Zeldris não sabia porque ainda conseguia ficar chocado com a capacidade de Gelda de fazer a conversa “empacar”. Era de fato um talento nato. Deveras impressionante.

Passaram o resto da noite tentando manter um assunto coerente, mas nada que fizesse sentido por mais de cinco minutos seguidos.
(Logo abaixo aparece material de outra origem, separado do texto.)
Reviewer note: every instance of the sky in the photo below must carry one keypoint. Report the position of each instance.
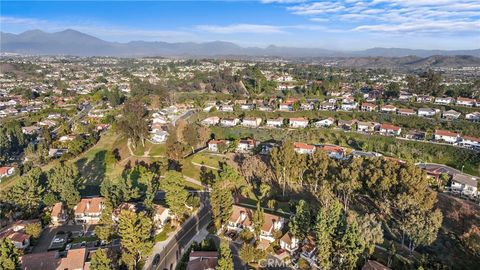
(338, 25)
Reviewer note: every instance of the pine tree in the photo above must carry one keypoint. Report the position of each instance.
(9, 258)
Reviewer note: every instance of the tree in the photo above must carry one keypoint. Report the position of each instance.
(300, 223)
(258, 220)
(132, 124)
(34, 230)
(135, 233)
(176, 196)
(63, 180)
(100, 260)
(225, 261)
(9, 258)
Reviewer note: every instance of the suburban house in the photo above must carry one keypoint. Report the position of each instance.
(444, 100)
(211, 121)
(213, 145)
(469, 102)
(88, 210)
(229, 122)
(474, 117)
(390, 130)
(368, 107)
(465, 185)
(289, 242)
(325, 122)
(407, 112)
(251, 122)
(327, 106)
(59, 215)
(388, 108)
(271, 224)
(470, 142)
(276, 123)
(246, 145)
(334, 151)
(161, 215)
(426, 112)
(451, 114)
(447, 136)
(366, 126)
(202, 260)
(303, 148)
(6, 171)
(424, 99)
(298, 122)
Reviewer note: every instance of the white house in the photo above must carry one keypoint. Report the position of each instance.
(426, 112)
(444, 100)
(325, 122)
(390, 130)
(251, 122)
(469, 102)
(447, 136)
(298, 122)
(303, 148)
(465, 185)
(211, 121)
(6, 171)
(229, 122)
(276, 123)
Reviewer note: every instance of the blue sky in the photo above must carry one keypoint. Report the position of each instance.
(340, 25)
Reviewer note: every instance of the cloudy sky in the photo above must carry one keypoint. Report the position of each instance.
(340, 25)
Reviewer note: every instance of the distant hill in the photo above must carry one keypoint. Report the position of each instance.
(72, 42)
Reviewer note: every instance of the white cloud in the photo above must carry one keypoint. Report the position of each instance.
(240, 28)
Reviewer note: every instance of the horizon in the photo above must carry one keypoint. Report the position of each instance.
(339, 26)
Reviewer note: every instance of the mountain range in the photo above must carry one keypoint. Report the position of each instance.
(72, 42)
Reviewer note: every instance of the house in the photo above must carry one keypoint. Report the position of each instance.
(368, 107)
(451, 114)
(298, 122)
(229, 122)
(289, 242)
(424, 99)
(474, 117)
(327, 106)
(240, 219)
(58, 214)
(346, 124)
(406, 112)
(88, 210)
(246, 145)
(426, 112)
(465, 185)
(6, 171)
(365, 126)
(202, 260)
(161, 215)
(444, 100)
(215, 145)
(334, 151)
(271, 224)
(390, 130)
(469, 102)
(251, 122)
(325, 122)
(447, 136)
(470, 142)
(303, 148)
(275, 123)
(388, 108)
(211, 121)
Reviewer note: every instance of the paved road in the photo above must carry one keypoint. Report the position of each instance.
(173, 250)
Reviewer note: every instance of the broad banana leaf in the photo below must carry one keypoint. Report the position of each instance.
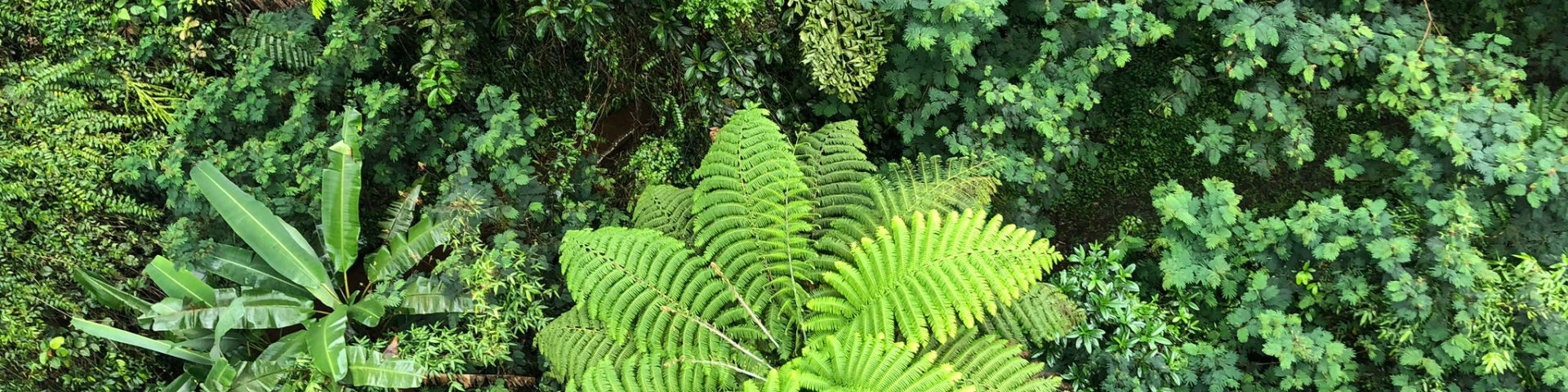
(240, 265)
(368, 368)
(262, 310)
(138, 341)
(341, 199)
(220, 376)
(179, 283)
(286, 349)
(369, 311)
(327, 344)
(109, 295)
(259, 376)
(424, 296)
(403, 252)
(270, 237)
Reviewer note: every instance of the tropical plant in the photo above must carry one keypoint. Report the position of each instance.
(274, 283)
(799, 267)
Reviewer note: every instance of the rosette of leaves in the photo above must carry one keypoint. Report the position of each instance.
(800, 269)
(283, 283)
(843, 44)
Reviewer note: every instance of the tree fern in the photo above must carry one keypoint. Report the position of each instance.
(648, 287)
(927, 278)
(574, 342)
(1040, 317)
(666, 209)
(751, 214)
(991, 363)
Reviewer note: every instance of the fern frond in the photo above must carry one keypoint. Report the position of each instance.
(647, 286)
(932, 184)
(1040, 317)
(835, 163)
(862, 363)
(753, 218)
(927, 278)
(666, 209)
(991, 363)
(574, 342)
(647, 373)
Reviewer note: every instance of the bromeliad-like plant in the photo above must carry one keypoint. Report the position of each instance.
(274, 287)
(799, 267)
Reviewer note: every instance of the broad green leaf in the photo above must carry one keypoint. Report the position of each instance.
(262, 310)
(184, 383)
(405, 252)
(240, 265)
(286, 349)
(179, 283)
(264, 233)
(327, 344)
(220, 376)
(400, 216)
(259, 376)
(341, 196)
(369, 311)
(109, 295)
(424, 295)
(138, 341)
(368, 368)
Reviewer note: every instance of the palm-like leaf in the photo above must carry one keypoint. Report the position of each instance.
(140, 341)
(648, 287)
(327, 344)
(262, 310)
(405, 250)
(666, 209)
(1040, 317)
(240, 265)
(645, 373)
(990, 363)
(179, 283)
(574, 342)
(276, 242)
(368, 368)
(929, 278)
(341, 196)
(751, 216)
(109, 295)
(862, 363)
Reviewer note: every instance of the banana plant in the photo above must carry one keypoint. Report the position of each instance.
(281, 283)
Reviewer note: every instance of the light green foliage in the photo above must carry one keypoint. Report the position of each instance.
(843, 44)
(201, 317)
(656, 315)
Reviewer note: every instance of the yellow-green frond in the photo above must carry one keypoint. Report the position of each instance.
(751, 216)
(574, 342)
(1040, 317)
(648, 287)
(993, 364)
(932, 276)
(666, 209)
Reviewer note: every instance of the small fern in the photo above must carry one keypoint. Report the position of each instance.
(654, 314)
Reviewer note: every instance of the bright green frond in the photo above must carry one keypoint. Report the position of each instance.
(753, 218)
(648, 287)
(990, 363)
(574, 342)
(932, 276)
(932, 184)
(645, 373)
(1040, 317)
(867, 364)
(835, 163)
(666, 209)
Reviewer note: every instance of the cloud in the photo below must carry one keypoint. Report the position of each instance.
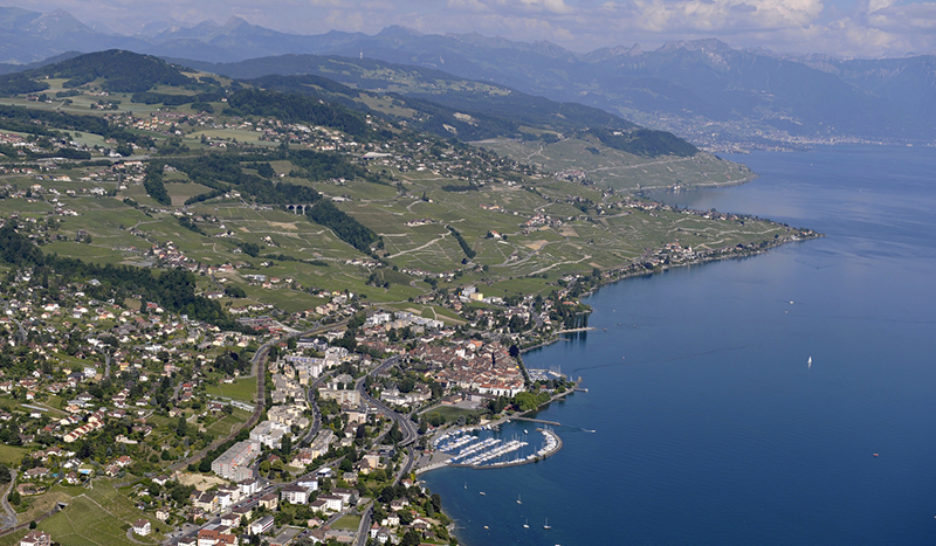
(838, 27)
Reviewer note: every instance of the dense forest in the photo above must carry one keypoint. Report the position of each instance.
(345, 227)
(154, 185)
(292, 108)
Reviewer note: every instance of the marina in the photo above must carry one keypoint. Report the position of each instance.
(481, 448)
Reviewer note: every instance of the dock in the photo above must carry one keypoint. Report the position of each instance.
(532, 420)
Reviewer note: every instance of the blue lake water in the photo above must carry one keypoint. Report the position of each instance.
(710, 426)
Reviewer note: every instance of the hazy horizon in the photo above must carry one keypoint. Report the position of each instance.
(839, 28)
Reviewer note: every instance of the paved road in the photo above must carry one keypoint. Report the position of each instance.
(9, 517)
(407, 426)
(257, 369)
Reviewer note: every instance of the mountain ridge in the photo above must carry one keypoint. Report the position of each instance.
(703, 90)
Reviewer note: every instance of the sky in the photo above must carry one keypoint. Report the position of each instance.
(843, 28)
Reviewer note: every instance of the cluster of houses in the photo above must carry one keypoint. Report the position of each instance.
(472, 365)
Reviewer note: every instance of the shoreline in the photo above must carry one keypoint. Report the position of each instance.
(630, 272)
(615, 276)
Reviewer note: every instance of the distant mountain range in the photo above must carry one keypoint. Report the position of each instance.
(703, 90)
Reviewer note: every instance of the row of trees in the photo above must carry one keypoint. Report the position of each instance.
(154, 185)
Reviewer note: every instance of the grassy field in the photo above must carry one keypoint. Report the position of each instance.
(11, 455)
(227, 424)
(348, 522)
(618, 169)
(243, 389)
(413, 217)
(97, 516)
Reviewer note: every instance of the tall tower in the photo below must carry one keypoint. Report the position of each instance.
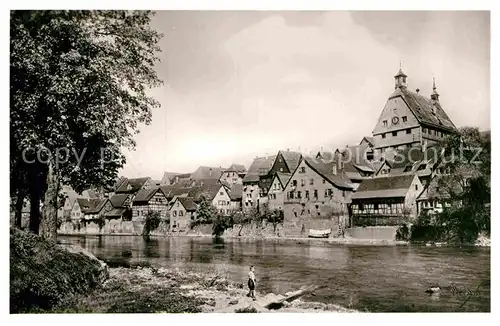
(400, 78)
(434, 94)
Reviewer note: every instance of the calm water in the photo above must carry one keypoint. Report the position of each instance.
(376, 278)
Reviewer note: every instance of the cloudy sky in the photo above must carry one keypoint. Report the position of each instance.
(242, 84)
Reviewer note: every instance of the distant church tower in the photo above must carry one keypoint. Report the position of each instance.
(400, 79)
(410, 119)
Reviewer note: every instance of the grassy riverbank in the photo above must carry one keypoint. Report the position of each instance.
(147, 290)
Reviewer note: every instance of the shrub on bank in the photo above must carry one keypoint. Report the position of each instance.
(42, 272)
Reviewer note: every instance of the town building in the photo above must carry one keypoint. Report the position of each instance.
(181, 213)
(149, 200)
(276, 193)
(410, 119)
(316, 197)
(258, 179)
(132, 186)
(96, 209)
(388, 200)
(251, 192)
(121, 207)
(233, 175)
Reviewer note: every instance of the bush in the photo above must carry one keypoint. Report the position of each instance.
(403, 233)
(246, 310)
(221, 223)
(152, 222)
(42, 273)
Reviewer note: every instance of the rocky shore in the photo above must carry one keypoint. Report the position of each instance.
(148, 290)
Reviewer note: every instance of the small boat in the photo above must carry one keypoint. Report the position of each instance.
(319, 233)
(434, 289)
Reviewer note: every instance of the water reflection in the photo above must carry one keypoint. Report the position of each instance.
(374, 278)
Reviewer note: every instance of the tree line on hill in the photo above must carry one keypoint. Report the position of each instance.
(79, 85)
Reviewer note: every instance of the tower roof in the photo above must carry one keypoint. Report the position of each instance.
(400, 73)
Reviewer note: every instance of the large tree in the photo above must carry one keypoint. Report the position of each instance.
(465, 182)
(78, 92)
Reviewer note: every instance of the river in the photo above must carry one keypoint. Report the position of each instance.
(367, 278)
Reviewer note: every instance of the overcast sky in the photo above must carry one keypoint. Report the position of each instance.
(242, 84)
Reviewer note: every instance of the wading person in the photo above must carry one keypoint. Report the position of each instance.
(251, 283)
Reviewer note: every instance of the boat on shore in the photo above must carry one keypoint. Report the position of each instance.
(319, 233)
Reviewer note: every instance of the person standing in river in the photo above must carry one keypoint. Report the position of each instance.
(251, 283)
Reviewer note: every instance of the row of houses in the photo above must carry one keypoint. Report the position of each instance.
(389, 176)
(175, 198)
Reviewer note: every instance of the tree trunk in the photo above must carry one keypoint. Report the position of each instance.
(48, 227)
(34, 210)
(18, 217)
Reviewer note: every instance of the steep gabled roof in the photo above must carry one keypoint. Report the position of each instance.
(283, 178)
(84, 204)
(239, 168)
(188, 203)
(116, 212)
(135, 185)
(118, 200)
(145, 195)
(382, 187)
(95, 205)
(339, 180)
(167, 177)
(207, 172)
(260, 166)
(236, 192)
(369, 140)
(422, 108)
(292, 159)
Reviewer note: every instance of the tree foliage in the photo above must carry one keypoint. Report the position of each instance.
(79, 85)
(206, 212)
(153, 220)
(466, 184)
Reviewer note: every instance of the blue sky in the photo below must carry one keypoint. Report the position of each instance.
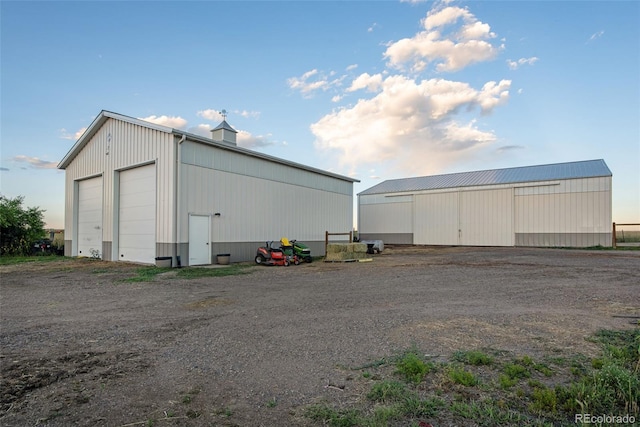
(370, 89)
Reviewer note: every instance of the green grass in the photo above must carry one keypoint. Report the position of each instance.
(148, 274)
(231, 270)
(13, 260)
(411, 367)
(498, 390)
(474, 358)
(459, 375)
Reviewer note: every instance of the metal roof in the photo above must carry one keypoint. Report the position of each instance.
(104, 115)
(571, 170)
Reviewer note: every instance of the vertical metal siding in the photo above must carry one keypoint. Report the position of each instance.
(387, 218)
(572, 206)
(486, 218)
(128, 146)
(212, 157)
(255, 209)
(436, 219)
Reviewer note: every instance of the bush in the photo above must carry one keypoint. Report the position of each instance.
(20, 227)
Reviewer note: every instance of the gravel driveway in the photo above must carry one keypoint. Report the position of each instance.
(81, 347)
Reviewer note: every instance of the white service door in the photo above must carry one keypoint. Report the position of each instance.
(199, 247)
(137, 215)
(90, 217)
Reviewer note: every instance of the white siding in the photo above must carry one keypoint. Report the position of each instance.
(436, 219)
(486, 218)
(210, 157)
(137, 215)
(572, 206)
(89, 231)
(255, 209)
(119, 145)
(385, 218)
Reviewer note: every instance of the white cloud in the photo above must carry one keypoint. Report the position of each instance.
(452, 51)
(313, 80)
(246, 140)
(213, 115)
(303, 84)
(371, 83)
(201, 129)
(410, 124)
(514, 65)
(35, 162)
(175, 122)
(247, 114)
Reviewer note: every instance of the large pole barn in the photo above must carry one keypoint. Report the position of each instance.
(137, 191)
(555, 205)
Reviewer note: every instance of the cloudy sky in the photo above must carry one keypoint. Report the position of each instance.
(370, 89)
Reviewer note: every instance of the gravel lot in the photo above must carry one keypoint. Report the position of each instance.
(81, 347)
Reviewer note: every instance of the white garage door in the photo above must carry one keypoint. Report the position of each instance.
(486, 218)
(137, 215)
(436, 219)
(90, 217)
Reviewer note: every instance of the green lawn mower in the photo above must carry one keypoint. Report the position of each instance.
(293, 247)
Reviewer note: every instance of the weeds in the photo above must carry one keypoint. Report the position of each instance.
(547, 394)
(411, 367)
(459, 376)
(148, 274)
(474, 358)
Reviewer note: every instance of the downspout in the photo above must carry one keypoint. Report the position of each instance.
(176, 208)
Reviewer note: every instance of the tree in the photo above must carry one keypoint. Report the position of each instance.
(19, 227)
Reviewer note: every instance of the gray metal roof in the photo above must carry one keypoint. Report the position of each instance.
(104, 115)
(571, 170)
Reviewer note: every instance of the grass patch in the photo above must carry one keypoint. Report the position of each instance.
(474, 358)
(459, 375)
(13, 260)
(148, 274)
(411, 367)
(511, 391)
(196, 273)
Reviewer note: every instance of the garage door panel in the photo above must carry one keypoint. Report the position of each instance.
(137, 215)
(486, 218)
(89, 224)
(436, 219)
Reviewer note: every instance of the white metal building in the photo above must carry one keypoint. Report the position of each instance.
(136, 191)
(557, 205)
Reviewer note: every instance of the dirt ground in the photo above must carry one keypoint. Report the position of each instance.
(81, 347)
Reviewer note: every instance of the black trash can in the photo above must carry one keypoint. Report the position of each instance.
(163, 261)
(223, 259)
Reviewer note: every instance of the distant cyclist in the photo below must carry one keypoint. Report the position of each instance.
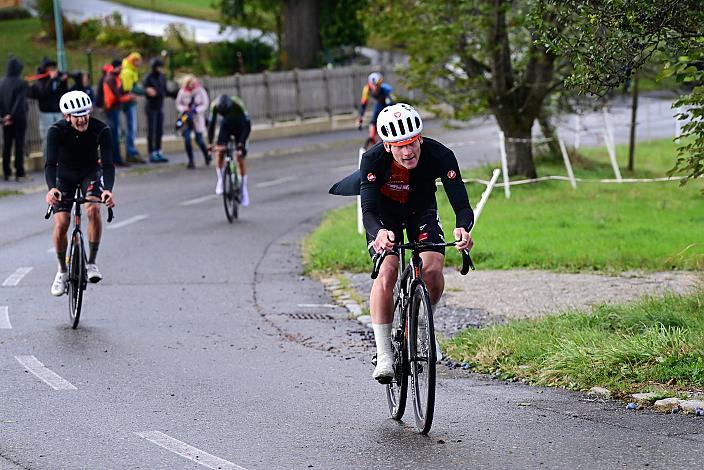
(79, 153)
(235, 122)
(398, 190)
(381, 92)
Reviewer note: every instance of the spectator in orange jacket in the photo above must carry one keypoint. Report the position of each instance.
(112, 98)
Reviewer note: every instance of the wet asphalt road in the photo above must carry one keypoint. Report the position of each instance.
(190, 341)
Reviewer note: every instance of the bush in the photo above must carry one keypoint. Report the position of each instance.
(241, 56)
(14, 13)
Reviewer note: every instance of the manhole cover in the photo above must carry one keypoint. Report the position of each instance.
(310, 316)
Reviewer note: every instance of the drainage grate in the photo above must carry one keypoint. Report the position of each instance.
(310, 316)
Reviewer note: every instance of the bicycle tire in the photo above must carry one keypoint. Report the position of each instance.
(76, 280)
(397, 390)
(229, 193)
(422, 357)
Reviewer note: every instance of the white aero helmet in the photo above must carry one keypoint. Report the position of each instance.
(375, 78)
(399, 124)
(75, 103)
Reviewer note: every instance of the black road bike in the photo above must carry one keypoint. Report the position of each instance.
(77, 275)
(232, 188)
(413, 335)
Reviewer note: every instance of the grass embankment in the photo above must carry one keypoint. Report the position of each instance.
(19, 38)
(200, 9)
(650, 345)
(598, 227)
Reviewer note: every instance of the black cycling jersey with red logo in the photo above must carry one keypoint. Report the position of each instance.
(392, 193)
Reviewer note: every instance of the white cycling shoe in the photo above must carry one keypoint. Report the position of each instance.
(94, 275)
(384, 370)
(58, 288)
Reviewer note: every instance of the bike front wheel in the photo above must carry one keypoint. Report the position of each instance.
(397, 390)
(230, 192)
(76, 280)
(422, 356)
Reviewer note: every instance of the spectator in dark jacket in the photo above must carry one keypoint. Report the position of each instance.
(155, 91)
(48, 90)
(113, 97)
(82, 80)
(13, 112)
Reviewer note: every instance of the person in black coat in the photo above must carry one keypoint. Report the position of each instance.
(13, 112)
(155, 91)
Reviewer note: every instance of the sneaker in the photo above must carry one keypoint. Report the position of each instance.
(58, 288)
(245, 196)
(384, 370)
(135, 159)
(94, 275)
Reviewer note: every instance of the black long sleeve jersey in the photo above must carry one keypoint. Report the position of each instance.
(81, 153)
(389, 191)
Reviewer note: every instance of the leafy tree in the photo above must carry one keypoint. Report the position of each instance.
(476, 55)
(612, 39)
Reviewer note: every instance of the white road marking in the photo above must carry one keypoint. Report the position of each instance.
(55, 381)
(189, 452)
(5, 318)
(283, 180)
(316, 306)
(16, 277)
(129, 221)
(198, 200)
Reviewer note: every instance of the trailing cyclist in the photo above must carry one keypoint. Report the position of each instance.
(381, 92)
(234, 123)
(79, 153)
(398, 191)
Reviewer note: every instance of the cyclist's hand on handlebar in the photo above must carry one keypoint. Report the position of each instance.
(107, 198)
(463, 239)
(53, 197)
(384, 241)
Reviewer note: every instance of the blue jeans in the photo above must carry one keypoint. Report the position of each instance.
(189, 146)
(113, 118)
(130, 110)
Matrona e Estarossa eram tão opostos quanto pareciam: ela curtia revistas de fococas, ele era um leitor culto. Ela era apaixonada por natação, ele tinha quase morrido afogado e tinha pavor de água. Torciam pra times rivais, gostavam de tipos de séries diferentes e por aí vai. Zeldris já estava quase desistindo daquele – arriscado – empreendimento.

Como ele, Gelda e Estarossa moravam muito perto, os três foram embora juntos. Estarossa entrou primeiro em casa e Zeldris ficou do lado de fora com a desculpa de se despedir de sua “namorada”.

—Foi um fracasso — ele passou a mão no rosto, irritado.

—Eu devo concordar — Gelda suspirou.

—E de quem você acha que é a culpa, anjo? — Zeldris riu de nervoso.

—Ai, mas você é muito estressadinho, né? — ela fez uma careta — Relaxa. Conseguiremos juntar eles.

—Tem mais alguma ideia?

—O baile de primavera, óbvio. Imagina que badalo. Tudo bem que talvez não conseguiremos ouvir a conversa de perto, mas tenho certeza de que Matrona me contará tudo no dia seguinte.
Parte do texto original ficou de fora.